Mantan anggota DPR RI itu menilai seluruh pihak yang terlibat dalam proses penanganan kebencanaan selalu ramai setelah bencana itu datang. Menurutnya, hal itu bisa diminimalisasi dengan proses mitigasi yang kuat.
Belum lagi, kata Dedi, sebagian masyarakat Jabar selama ini masih banyak yang mengabaikan prediksi cuaca dari BMKG. Padahal, hal tersebut penting untuk mengatasi risiko dampak kebencanaan.
“Mudah-mudahan ini tidak selalu ribut ketika sudah terjadi bencana, tetapi kita justru siaga sebelum terjadi bencana.

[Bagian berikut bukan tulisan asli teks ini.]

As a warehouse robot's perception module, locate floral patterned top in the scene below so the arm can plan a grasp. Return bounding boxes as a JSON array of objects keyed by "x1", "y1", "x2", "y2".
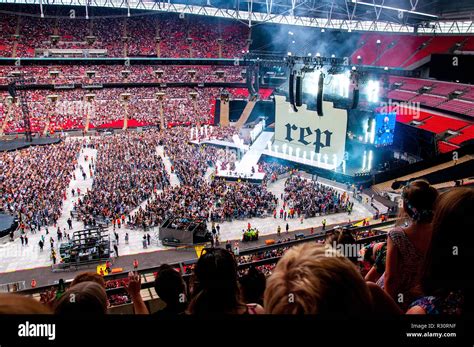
[{"x1": 410, "y1": 290, "x2": 464, "y2": 315}]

Dan ada satu hal, orang Indonesia ini enggak percaya sama BMKG. Orang Indonesia ini enggak percaya pada perkiraan bencana, tidak percaya pada early warning, enggak percaya, tetapi lamun ngges batu ka hulu (tetapi kalau batu sudah kena kepala) baru percaya. Nah ini harus dibetulin,” jelasnya.
Belum lagi, lanjut dia, soal beberapa warga yang tinggal di titik rawan bencana, kerap kali enggan menjalankan rekomendasi dari pemerintah daerah. Dedi meminta persoalan tersebut harus turut diselesaikan.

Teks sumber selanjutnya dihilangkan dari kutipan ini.